Question

Which of the following orbital designations is(are) possible? a. \(1 s\) b. \(2 p\) c. \(2 d\) d. \(4 f\)

Short answer

The possible orbitals are \(1s\), \(2p\), and \(4f\).

Step-by-step solution

Check orbital 'a': 1s

For this orbital, n = 1 and l = 0 (since s is for l = 0). Since l can have values from 0 to n - 1, this is a possible orbital.

Check orbital 'b': 2p

For this orbital, n = 2 and l = 1 (since p is for l = 1). Given that l can have values from 0 to n - 1, this is also a possible orbital.

Check orbital 'c': 2d

For this orbital, n = 2 and l = 2 (since d is for l = 2). In this case, l = n, which violates the rule that l should range from 0 to n - 1. Therefore, this is not a possible orbital.

Check orbital 'd': 4f

For this orbital, n = 4 and l = 3 (since f is for l = 3). Given that l can have values from 0 to n - 1, this is a possible orbital. So, the possible orbitals are 1s, 2p, and 4f.

Key concepts

Quantum Numbers

Quantum numbers are like the address system for electrons within an atom, describing where they are likely positioned around the nucleus. They help in identifying the shape, orientation, and size of atomic orbitals. Each electron in an atom is described by a set of four quantum numbers:

• Principal Quantum Number (n): This number indicates the energy level or shell that an electron occupies. It ranges from 1 to infinity. The higher the principal quantum number, the farther the electron is from the nucleus.
• Azimuthal Quantum Number (l): Also known as the angular momentum quantum number, this one defines the shape of the orbital. It can take integer values ranging from 0 to -1 (where n is the principal quantum number). For example, for s orbitals l = 0, for p orbitals l = 1, for d orbitals l = 2, and for f orbitals l = 3.
• Magnetic Quantum Number (m_l): This number gives us information about the orientation of the orbital in space. It can range from -l to +l, including zero.
• Spin Quantum Number (m_s): This describes the intrinsic spin of the electron within the orbital, with possible values of +\(\frac{1}{2}\) or -\(\frac{1}{2}\).

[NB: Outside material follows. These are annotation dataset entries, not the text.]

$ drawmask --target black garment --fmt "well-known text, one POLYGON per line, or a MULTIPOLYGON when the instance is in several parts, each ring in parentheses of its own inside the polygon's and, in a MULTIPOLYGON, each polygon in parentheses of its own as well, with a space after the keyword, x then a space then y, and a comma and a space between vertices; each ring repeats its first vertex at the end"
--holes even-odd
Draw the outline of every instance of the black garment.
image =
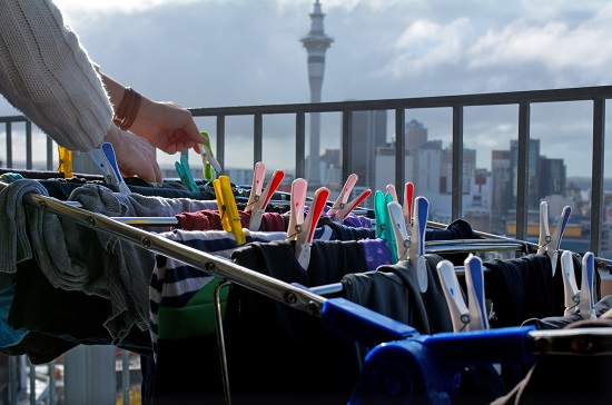
MULTIPOLYGON (((357 241, 315 240, 307 270, 297 263, 293 245, 253 243, 235 250, 233 259, 306 287, 338 283, 347 273, 367 270, 357 241)), ((316 316, 233 285, 224 328, 229 384, 237 403, 347 403, 359 376, 356 344, 322 328, 316 316)))
MULTIPOLYGON (((80 290, 53 287, 34 259, 17 265, 14 297, 8 318, 11 327, 39 332, 45 334, 43 336, 50 335, 76 344, 111 345, 111 336, 103 327, 110 314, 109 299, 87 295, 80 290)), ((36 342, 41 340, 42 336, 38 336, 36 342)), ((56 339, 49 340, 49 345, 56 343, 56 339)), ((61 355, 67 346, 69 345, 61 342, 56 357, 61 355)), ((152 356, 148 329, 140 330, 134 327, 118 347, 152 356)))

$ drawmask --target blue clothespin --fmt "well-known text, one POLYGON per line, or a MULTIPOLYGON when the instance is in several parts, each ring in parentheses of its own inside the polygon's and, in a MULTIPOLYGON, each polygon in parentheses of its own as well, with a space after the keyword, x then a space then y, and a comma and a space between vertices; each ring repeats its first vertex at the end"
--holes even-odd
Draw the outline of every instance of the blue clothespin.
POLYGON ((121 194, 128 195, 131 192, 126 181, 124 181, 124 177, 117 165, 117 158, 115 157, 115 149, 110 142, 103 142, 100 149, 93 149, 89 155, 100 170, 102 170, 107 184, 113 186, 121 194))
POLYGON ((189 168, 189 160, 182 155, 180 161, 175 161, 175 168, 177 169, 178 177, 180 177, 180 182, 187 187, 190 191, 199 191, 200 189, 194 180, 194 175, 191 175, 191 169, 189 168))
POLYGON ((437 264, 437 274, 442 284, 451 318, 453 330, 486 330, 488 320, 484 297, 484 273, 482 259, 470 255, 465 261, 465 288, 467 304, 463 299, 462 289, 457 280, 455 266, 448 260, 437 264))

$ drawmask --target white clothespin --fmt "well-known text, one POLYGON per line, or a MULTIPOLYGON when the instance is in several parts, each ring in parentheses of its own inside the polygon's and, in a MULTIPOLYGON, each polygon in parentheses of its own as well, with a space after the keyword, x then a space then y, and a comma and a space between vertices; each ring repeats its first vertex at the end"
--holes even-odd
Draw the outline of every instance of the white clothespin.
POLYGON ((264 189, 264 178, 266 177, 266 165, 263 161, 255 164, 255 169, 253 169, 253 182, 250 185, 250 192, 248 195, 248 202, 245 207, 245 211, 253 209, 255 201, 261 196, 261 190, 264 189))
POLYGON ((365 201, 365 199, 369 197, 369 195, 372 194, 371 189, 365 189, 352 201, 347 202, 348 196, 351 196, 351 192, 353 191, 353 188, 355 187, 357 179, 358 179, 358 176, 355 174, 352 174, 351 176, 348 176, 338 198, 336 198, 332 208, 327 210, 327 216, 332 218, 334 221, 336 223, 344 221, 346 216, 351 214, 352 210, 357 208, 359 204, 365 201))
POLYGON ((397 191, 395 190, 395 186, 394 186, 394 185, 387 185, 386 190, 387 190, 388 194, 391 194, 391 198, 392 198, 395 202, 399 202, 399 200, 397 199, 397 191))
POLYGON ((263 162, 258 162, 255 166, 255 171, 253 174, 253 188, 250 189, 250 195, 248 198, 248 204, 245 210, 250 210, 250 221, 248 225, 249 230, 258 230, 261 226, 261 217, 266 211, 274 191, 278 188, 283 179, 285 178, 285 171, 275 170, 266 188, 261 191, 261 184, 264 182, 264 176, 266 167, 263 162), (259 167, 257 165, 261 164, 259 167), (263 171, 260 167, 264 167, 263 171), (254 194, 255 190, 255 194, 254 194))
POLYGON ((482 259, 471 254, 464 264, 468 305, 465 304, 461 294, 461 286, 453 264, 450 260, 442 260, 437 264, 437 274, 451 312, 453 330, 488 329, 482 259))
POLYGON ((416 267, 421 292, 427 290, 427 260, 425 259, 425 228, 430 215, 430 201, 425 197, 414 200, 413 229, 411 235, 409 260, 416 267))
MULTIPOLYGON (((388 188, 387 188, 388 192, 388 188)), ((402 206, 396 200, 387 204, 388 215, 393 223, 393 235, 395 236, 395 249, 397 250, 397 260, 408 258, 411 247, 411 235, 404 218, 402 206)))
POLYGON ((593 303, 593 271, 594 257, 588 251, 582 258, 581 288, 578 289, 574 274, 574 261, 570 250, 561 255, 561 268, 563 270, 563 289, 565 292, 565 316, 579 314, 584 319, 595 318, 593 303))
POLYGON ((565 206, 559 218, 559 224, 554 229, 552 236, 549 235, 549 215, 547 215, 547 204, 542 201, 540 204, 540 247, 537 249, 539 254, 546 253, 551 258, 551 265, 553 268, 553 276, 556 269, 556 261, 559 257, 559 249, 561 247, 561 238, 563 237, 563 231, 567 226, 570 220, 570 215, 572 214, 572 207, 565 206))
POLYGON ((310 263, 310 244, 315 236, 318 218, 329 197, 329 190, 320 187, 315 191, 315 197, 304 218, 304 205, 308 184, 305 179, 295 179, 292 184, 292 211, 287 228, 287 240, 295 240, 295 257, 304 269, 308 269, 310 263))
POLYGON ((121 194, 128 195, 131 192, 126 181, 124 181, 124 177, 117 165, 117 158, 115 157, 115 149, 110 142, 103 142, 100 149, 93 149, 89 155, 103 171, 107 182, 115 186, 121 194))

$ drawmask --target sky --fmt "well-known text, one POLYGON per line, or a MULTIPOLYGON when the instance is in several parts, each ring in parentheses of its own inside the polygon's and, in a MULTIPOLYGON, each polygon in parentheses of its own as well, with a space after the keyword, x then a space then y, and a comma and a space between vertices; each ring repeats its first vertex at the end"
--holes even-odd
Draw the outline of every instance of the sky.
MULTIPOLYGON (((315 0, 56 0, 102 71, 182 107, 309 102, 307 53, 315 0)), ((540 90, 612 83, 609 0, 320 0, 326 52, 322 101, 540 90)), ((606 135, 612 128, 608 102, 606 135)), ((19 113, 0 98, 0 115, 19 113)), ((430 139, 451 139, 451 111, 408 111, 430 139)), ((541 155, 590 176, 592 105, 532 107, 541 155), (589 162, 589 164, 585 164, 589 162)), ((280 119, 282 120, 282 119, 280 119)), ((289 122, 295 122, 292 118, 289 122)), ((322 149, 339 148, 322 119, 322 149)), ((515 139, 517 108, 465 110, 477 166, 515 139)), ((251 119, 228 122, 226 166, 251 167, 251 119)), ((214 127, 198 121, 214 142, 214 127)), ((285 165, 292 130, 264 127, 264 160, 285 165), (288 135, 287 135, 288 134, 288 135), (267 141, 282 140, 282 141, 267 141), (285 152, 284 152, 285 150, 285 152)), ((389 116, 387 138, 394 137, 389 116)), ((606 142, 610 144, 610 142, 606 142)), ((292 144, 293 145, 293 144, 292 144)), ((308 145, 308 142, 307 142, 308 145)), ((159 156, 174 162, 177 156, 159 156)), ((290 165, 290 164, 289 164, 290 165)), ((608 170, 609 168, 606 168, 608 170)))

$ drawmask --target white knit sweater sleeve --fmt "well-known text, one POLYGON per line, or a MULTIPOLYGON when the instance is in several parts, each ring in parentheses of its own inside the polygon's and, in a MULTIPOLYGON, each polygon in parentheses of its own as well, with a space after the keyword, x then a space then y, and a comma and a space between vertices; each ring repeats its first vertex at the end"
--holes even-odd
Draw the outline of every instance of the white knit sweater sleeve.
POLYGON ((110 128, 100 76, 50 0, 0 0, 0 93, 72 151, 99 147, 110 128))

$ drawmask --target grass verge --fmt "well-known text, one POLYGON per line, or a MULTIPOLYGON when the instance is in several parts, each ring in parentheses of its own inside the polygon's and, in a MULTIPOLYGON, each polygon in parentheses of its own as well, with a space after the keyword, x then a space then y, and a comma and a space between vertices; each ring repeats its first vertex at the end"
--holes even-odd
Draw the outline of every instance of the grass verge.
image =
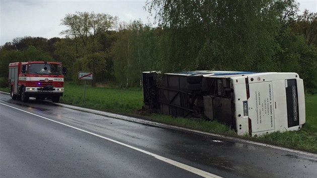
MULTIPOLYGON (((66 83, 64 87, 65 90, 64 96, 61 98, 61 102, 65 103, 317 153, 317 95, 305 95, 306 123, 300 130, 283 133, 276 132, 255 138, 247 135, 236 135, 234 130, 216 121, 173 118, 170 116, 145 113, 140 111, 143 106, 141 88, 122 90, 87 86, 84 100, 83 86, 66 83)), ((8 92, 7 88, 0 88, 0 90, 8 92)))

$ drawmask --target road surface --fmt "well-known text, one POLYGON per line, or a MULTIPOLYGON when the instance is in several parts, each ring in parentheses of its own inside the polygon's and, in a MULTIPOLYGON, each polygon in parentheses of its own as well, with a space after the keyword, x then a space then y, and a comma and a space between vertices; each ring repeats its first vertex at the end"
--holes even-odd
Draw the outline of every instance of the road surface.
POLYGON ((316 154, 0 93, 0 177, 316 177, 316 154))

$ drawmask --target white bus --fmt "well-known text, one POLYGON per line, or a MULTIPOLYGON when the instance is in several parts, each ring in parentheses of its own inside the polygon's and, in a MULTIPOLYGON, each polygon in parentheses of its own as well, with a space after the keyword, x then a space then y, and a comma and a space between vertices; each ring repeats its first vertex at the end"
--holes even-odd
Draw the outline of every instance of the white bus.
POLYGON ((297 130, 305 122, 302 79, 296 73, 194 71, 143 73, 144 107, 200 117, 257 136, 297 130), (155 96, 155 97, 154 97, 155 96))

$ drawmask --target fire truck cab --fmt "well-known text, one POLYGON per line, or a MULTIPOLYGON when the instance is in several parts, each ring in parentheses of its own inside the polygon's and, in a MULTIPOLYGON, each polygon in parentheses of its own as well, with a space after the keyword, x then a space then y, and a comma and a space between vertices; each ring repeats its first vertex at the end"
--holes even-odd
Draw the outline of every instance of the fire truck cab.
POLYGON ((60 63, 28 61, 9 65, 9 88, 12 99, 24 102, 30 97, 58 103, 64 92, 66 68, 60 63))

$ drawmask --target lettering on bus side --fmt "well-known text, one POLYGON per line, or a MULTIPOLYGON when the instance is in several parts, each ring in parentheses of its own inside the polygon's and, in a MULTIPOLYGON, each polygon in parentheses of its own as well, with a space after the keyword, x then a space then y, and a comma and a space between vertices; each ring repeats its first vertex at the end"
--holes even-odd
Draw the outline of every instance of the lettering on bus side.
POLYGON ((286 80, 286 104, 287 108, 287 123, 288 127, 299 125, 297 84, 296 79, 286 80))
POLYGON ((61 81, 62 78, 54 78, 54 81, 61 81))

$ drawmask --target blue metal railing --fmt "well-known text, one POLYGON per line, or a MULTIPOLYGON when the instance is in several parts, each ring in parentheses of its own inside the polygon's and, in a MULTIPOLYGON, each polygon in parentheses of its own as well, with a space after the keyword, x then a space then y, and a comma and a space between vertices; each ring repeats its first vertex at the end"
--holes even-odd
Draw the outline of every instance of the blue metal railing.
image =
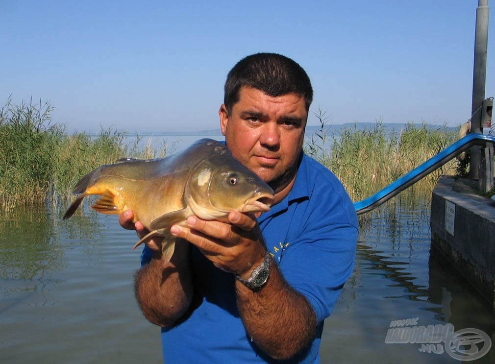
POLYGON ((358 215, 364 214, 381 205, 418 181, 442 167, 456 155, 473 145, 484 146, 495 142, 495 136, 484 134, 468 134, 447 147, 435 156, 393 182, 383 189, 362 201, 354 203, 358 215))

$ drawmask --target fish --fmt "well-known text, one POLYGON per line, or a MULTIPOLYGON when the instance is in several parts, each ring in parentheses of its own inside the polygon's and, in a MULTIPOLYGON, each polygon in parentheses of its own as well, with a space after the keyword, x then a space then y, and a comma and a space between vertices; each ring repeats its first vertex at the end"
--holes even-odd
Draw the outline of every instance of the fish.
POLYGON ((69 218, 87 196, 101 197, 91 206, 99 213, 134 212, 150 232, 133 249, 155 237, 161 238, 162 259, 174 252, 173 225, 187 226, 196 215, 206 220, 227 222, 231 211, 255 214, 269 210, 273 190, 236 159, 227 146, 201 139, 185 150, 162 158, 121 158, 93 170, 77 182, 79 195, 63 216, 69 218))

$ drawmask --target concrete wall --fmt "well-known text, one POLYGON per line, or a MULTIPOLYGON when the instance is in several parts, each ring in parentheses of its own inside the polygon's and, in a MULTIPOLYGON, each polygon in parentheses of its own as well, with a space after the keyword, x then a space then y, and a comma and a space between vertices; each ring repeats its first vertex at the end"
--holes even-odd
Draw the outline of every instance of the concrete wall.
POLYGON ((477 180, 442 176, 432 195, 432 243, 495 308, 495 201, 477 180))

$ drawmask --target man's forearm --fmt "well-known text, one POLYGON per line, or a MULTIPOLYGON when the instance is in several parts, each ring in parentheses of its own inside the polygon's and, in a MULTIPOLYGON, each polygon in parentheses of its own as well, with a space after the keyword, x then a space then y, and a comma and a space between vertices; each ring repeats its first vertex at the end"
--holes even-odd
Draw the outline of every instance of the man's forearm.
POLYGON ((287 359, 314 338, 314 312, 302 295, 285 281, 273 264, 270 278, 259 291, 236 282, 237 304, 250 339, 269 356, 287 359))
POLYGON ((165 266, 163 260, 154 257, 136 274, 135 292, 140 307, 148 321, 162 327, 173 325, 187 310, 192 297, 187 249, 177 250, 165 266))

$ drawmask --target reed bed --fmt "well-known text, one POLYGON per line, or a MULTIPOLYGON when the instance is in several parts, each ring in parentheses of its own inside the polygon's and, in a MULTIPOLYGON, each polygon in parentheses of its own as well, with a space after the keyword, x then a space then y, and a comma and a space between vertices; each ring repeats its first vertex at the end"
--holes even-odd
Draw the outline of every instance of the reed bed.
MULTIPOLYGON (((97 135, 68 135, 51 124, 50 102, 13 104, 0 108, 0 211, 66 201, 76 182, 93 169, 122 156, 163 156, 164 150, 125 142, 126 134, 109 128, 97 135)), ((163 148, 162 148, 163 149, 163 148)))
MULTIPOLYGON (((66 202, 77 181, 101 164, 122 156, 163 157, 148 144, 132 145, 126 134, 110 128, 96 135, 68 135, 64 125, 52 124, 49 102, 22 103, 9 99, 0 109, 0 211, 48 203, 66 202)), ((409 124, 387 134, 380 123, 365 130, 345 129, 339 135, 326 132, 324 113, 321 129, 305 150, 332 170, 354 201, 365 198, 396 180, 454 141, 455 133, 446 128, 431 130, 409 124)), ((410 188, 429 194, 442 173, 455 174, 451 162, 410 188)))
MULTIPOLYGON (((436 130, 408 124, 402 130, 388 134, 381 123, 358 130, 345 128, 339 135, 329 136, 324 118, 318 132, 320 143, 330 147, 313 146, 306 152, 316 157, 342 181, 351 198, 359 201, 371 195, 407 173, 455 141, 456 133, 445 126, 436 130)), ((423 195, 431 194, 440 175, 455 175, 455 160, 444 165, 410 188, 423 195)))

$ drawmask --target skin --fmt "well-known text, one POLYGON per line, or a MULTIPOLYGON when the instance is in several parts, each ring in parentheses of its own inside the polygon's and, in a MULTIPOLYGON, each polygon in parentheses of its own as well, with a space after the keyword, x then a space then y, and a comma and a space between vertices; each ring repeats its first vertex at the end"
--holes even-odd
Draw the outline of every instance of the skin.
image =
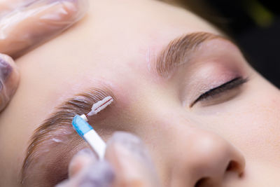
POLYGON ((92 1, 82 22, 18 59, 21 82, 0 116, 0 186, 20 186, 28 141, 42 119, 62 101, 100 84, 112 90, 118 109, 99 127, 103 137, 115 130, 138 135, 163 186, 194 186, 203 177, 209 179, 201 186, 280 184, 279 92, 238 48, 209 41, 193 54, 191 65, 169 78, 153 68, 170 41, 196 32, 220 33, 194 14, 158 1, 92 1), (189 107, 209 85, 230 81, 230 73, 248 81, 189 107), (239 169, 227 170, 232 160, 239 169))

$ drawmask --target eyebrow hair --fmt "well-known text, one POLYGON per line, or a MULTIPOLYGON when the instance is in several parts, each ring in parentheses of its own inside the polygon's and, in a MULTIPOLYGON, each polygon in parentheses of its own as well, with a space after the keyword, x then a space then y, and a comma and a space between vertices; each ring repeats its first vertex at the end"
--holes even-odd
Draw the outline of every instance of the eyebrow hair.
POLYGON ((208 32, 194 32, 172 41, 159 54, 155 62, 155 69, 158 75, 163 78, 170 74, 180 65, 186 64, 190 56, 206 41, 221 39, 225 36, 208 32))
MULTIPOLYGON (((74 95, 58 106, 55 112, 46 119, 37 127, 29 140, 29 145, 26 151, 25 158, 21 170, 21 183, 25 179, 25 172, 34 162, 38 149, 46 141, 49 140, 52 133, 63 130, 65 126, 71 127, 71 121, 76 115, 88 113, 91 111, 92 104, 107 96, 111 96, 114 100, 113 92, 108 88, 92 88, 86 92, 74 95)), ((73 131, 75 133, 75 131, 73 131)), ((68 134, 71 135, 71 134, 68 134)))

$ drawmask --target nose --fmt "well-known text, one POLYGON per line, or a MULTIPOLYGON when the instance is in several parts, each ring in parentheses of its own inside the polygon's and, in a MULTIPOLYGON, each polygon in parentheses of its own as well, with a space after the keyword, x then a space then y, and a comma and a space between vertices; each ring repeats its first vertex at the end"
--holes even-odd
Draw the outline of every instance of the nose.
POLYGON ((173 168, 176 176, 172 176, 171 186, 186 186, 187 183, 192 187, 218 187, 226 176, 241 177, 245 166, 243 155, 220 136, 199 130, 184 138, 186 153, 173 168))

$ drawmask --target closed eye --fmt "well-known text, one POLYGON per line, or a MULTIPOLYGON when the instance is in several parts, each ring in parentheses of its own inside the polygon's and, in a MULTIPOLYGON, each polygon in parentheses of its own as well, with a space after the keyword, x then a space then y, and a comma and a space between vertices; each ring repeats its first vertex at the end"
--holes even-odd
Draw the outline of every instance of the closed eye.
POLYGON ((214 96, 225 92, 225 91, 233 90, 234 88, 241 85, 247 81, 248 78, 237 77, 216 88, 212 88, 203 93, 197 99, 196 99, 195 101, 193 102, 192 104, 190 105, 190 107, 192 107, 193 105, 195 105, 195 104, 198 102, 209 99, 211 98, 213 98, 214 96))

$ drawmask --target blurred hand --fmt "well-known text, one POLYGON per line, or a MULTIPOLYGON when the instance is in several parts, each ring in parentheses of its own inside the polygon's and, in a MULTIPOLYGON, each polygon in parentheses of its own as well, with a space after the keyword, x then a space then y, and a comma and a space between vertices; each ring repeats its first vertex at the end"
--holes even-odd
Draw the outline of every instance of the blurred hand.
POLYGON ((78 152, 69 164, 69 175, 56 187, 160 187, 142 141, 121 132, 108 141, 104 160, 98 160, 89 148, 78 152))
MULTIPOLYGON (((88 0, 0 0, 0 53, 13 58, 50 40, 80 20, 88 0)), ((0 53, 0 111, 18 87, 13 60, 0 53)))

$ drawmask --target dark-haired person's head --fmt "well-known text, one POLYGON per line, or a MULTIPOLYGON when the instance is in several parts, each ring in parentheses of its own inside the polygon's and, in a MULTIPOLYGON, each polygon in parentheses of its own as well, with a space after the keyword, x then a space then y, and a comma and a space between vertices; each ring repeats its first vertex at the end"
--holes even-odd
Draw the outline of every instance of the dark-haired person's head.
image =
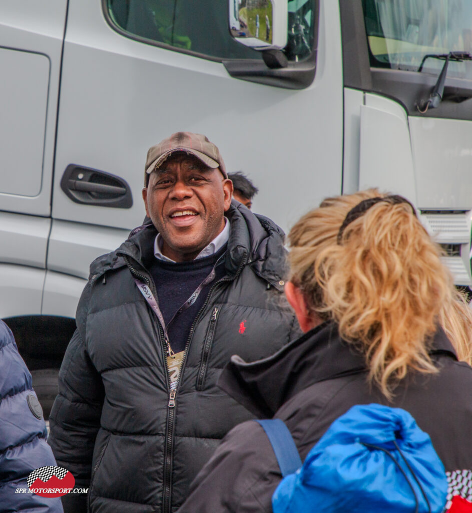
POLYGON ((285 293, 302 329, 334 321, 386 397, 409 370, 437 371, 428 343, 438 324, 470 363, 472 311, 406 200, 374 189, 328 198, 289 241, 285 293))
POLYGON ((229 173, 228 178, 233 182, 233 197, 248 208, 252 205, 252 199, 259 189, 241 171, 229 173))

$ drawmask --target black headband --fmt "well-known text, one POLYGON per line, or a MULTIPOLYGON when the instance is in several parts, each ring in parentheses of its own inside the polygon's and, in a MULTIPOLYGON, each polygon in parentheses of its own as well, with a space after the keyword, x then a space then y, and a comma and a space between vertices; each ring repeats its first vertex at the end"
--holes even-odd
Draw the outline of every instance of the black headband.
POLYGON ((346 228, 346 227, 350 224, 353 221, 360 218, 364 212, 366 212, 371 207, 373 207, 376 203, 381 201, 385 201, 387 203, 391 203, 392 205, 398 205, 399 203, 406 203, 412 207, 412 210, 415 215, 416 215, 416 212, 415 207, 413 205, 403 196, 398 194, 394 194, 392 196, 386 196, 385 198, 370 198, 366 200, 363 200, 360 203, 358 203, 355 207, 352 208, 348 212, 344 220, 342 222, 339 231, 338 232, 338 244, 341 244, 341 240, 342 239, 342 234, 346 228))

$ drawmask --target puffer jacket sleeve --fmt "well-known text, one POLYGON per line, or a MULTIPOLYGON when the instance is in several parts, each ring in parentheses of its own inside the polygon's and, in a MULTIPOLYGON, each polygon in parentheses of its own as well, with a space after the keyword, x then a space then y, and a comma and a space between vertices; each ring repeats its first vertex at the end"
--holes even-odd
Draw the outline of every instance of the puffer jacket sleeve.
MULTIPOLYGON (((77 308, 76 329, 59 372, 59 393, 49 417, 48 442, 57 464, 69 470, 75 488, 88 488, 91 476, 93 448, 100 427, 104 397, 101 377, 94 366, 84 341, 82 313, 86 287, 77 308)), ((87 510, 87 496, 69 494, 63 499, 66 513, 87 510)))
POLYGON ((56 462, 46 443, 46 424, 37 407, 31 375, 13 334, 1 321, 0 398, 0 511, 62 513, 60 499, 27 492, 31 472, 55 466, 56 462))

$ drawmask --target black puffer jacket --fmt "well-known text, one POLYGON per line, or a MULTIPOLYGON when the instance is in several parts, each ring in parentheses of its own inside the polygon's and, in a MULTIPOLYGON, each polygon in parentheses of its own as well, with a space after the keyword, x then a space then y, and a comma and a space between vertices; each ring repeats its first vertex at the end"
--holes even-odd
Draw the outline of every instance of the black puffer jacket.
MULTIPOLYGON (((430 436, 451 492, 457 481, 455 492, 467 497, 472 488, 472 368, 457 361, 440 328, 430 354, 439 373, 407 376, 393 403, 388 403, 367 384, 364 357, 341 341, 335 325, 323 324, 261 361, 247 364, 233 357, 219 384, 260 418, 283 420, 302 460, 354 405, 402 408, 430 436)), ((281 478, 262 428, 244 422, 225 437, 178 513, 270 513, 281 478)))
MULTIPOLYGON (((162 329, 130 272, 152 282, 146 262, 154 258, 155 229, 142 230, 91 267, 59 373, 49 443, 77 486, 90 483, 92 511, 176 509, 220 439, 254 417, 216 387, 221 369, 232 354, 265 357, 299 334, 281 302, 282 233, 242 206, 227 215, 227 274, 212 285, 191 330, 175 406, 162 329)), ((69 511, 83 510, 76 495, 67 500, 75 502, 69 511)))

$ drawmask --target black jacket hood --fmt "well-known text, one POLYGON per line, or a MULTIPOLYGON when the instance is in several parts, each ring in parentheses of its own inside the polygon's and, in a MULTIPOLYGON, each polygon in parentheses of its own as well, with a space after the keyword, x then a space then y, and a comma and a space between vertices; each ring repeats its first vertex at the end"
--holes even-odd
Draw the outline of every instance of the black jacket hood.
MULTIPOLYGON (((429 353, 446 354, 457 360, 440 327, 429 353)), ((247 363, 233 356, 218 386, 259 418, 266 418, 316 383, 367 371, 365 357, 354 345, 342 340, 336 324, 325 322, 263 360, 247 363)))
MULTIPOLYGON (((268 218, 254 214, 233 200, 225 215, 231 223, 225 266, 228 273, 236 274, 241 264, 251 265, 257 275, 279 290, 283 288, 280 269, 286 268, 286 253, 281 251, 285 235, 268 218)), ((114 251, 99 256, 90 265, 90 278, 96 278, 107 271, 126 265, 129 256, 143 263, 145 250, 152 247, 157 231, 152 224, 135 228, 130 237, 114 251)))

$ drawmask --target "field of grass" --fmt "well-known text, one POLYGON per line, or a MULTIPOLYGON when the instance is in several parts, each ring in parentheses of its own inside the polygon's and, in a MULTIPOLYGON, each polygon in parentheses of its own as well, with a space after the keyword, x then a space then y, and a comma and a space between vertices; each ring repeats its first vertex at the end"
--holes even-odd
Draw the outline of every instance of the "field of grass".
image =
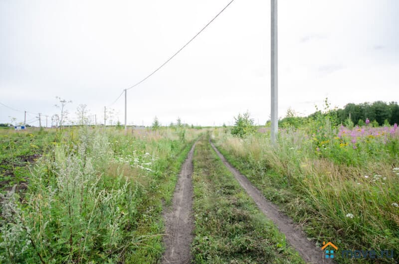
POLYGON ((2 131, 1 160, 13 173, 20 157, 38 158, 23 164, 24 190, 0 194, 0 262, 158 263, 163 203, 200 132, 2 131))
POLYGON ((302 263, 256 207, 205 137, 194 155, 196 263, 302 263))
MULTIPOLYGON (((388 250, 394 259, 379 261, 398 260, 397 125, 351 130, 335 128, 328 117, 320 117, 298 129, 280 130, 275 144, 267 132, 240 138, 227 129, 215 130, 213 140, 318 245, 331 241, 339 252, 388 250)), ((339 263, 356 261, 336 258, 339 263)))
POLYGON ((28 164, 52 147, 56 140, 54 131, 31 129, 16 132, 0 130, 0 190, 26 187, 28 164))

Understanding these quantum numbers is crucial because they not only describe the electron's position but also ensure that no two electrons in an atom have the same set of quantum numbers, thanks to the Pauli Exclusion Principle.

Electron Configuration

Electron configuration refers to the arrangement of electrons in an atom's orbitals, following certain rules. The idea is to fill the lowest energy orbitals first before moving to higher ones, a concept known as the Aufbau principle. Here's a simple way to understand it:

• Order of Filling: Electrons fill orbitals in a specific order. The sequence generally starts from 1s, moving through to 2s, 2p, 3s, and so forth.
• Pauli Exclusion Principle: Each orbital can hold a maximum of two electrons with opposite spins. This helps in predicting electron arrangement in atoms.
• Hund's Rule: Before any orbital in a sublevel is filled with a second electron, all orbitals within that sublevel are singly occupied first. This minimizes repulsion among electrons.

For example, the electron configuration of an atom like Carbon would be 1s\(^2\) 2s\(^2\) 2p\(^2\), indicating that the first two electrons occupy the 1s orbital, the next two fill the 2s, and the remaining two go into separate orbitals within the 2p sublevel.

Possible Orbitals

The concept of possible orbitals boils down to understanding which ones can actually exist according to the rules of quantum numbers. The principal quantum number (n) and the azimuthal quantum number (l) are primarily used to determine this. These are the guidelines:

• Possible values for l: For any given principal quantum number n, the azimuthal quantum number l can range from 0 to n-1. This means, for n = 1, l can only be 0; for n = 2, l can be 0 or 1, and so forth.
• Typical Orbitals: The common designations are s for l = 0, p for l = 1, d for l = 2, and f for l = 3. Based on this rule, orbitals like 1s, 2p, and 4f are possible because they follow the n and l value rules.
• Impossible Combinations: If l equals n or exceeds it, the orbital is not possible. For instance, a 2d orbital would not be possible because l (2) equals n (2).

Knowing about possible and impossible orbitals is key for understanding electron placement and the fundamental structure of atoms.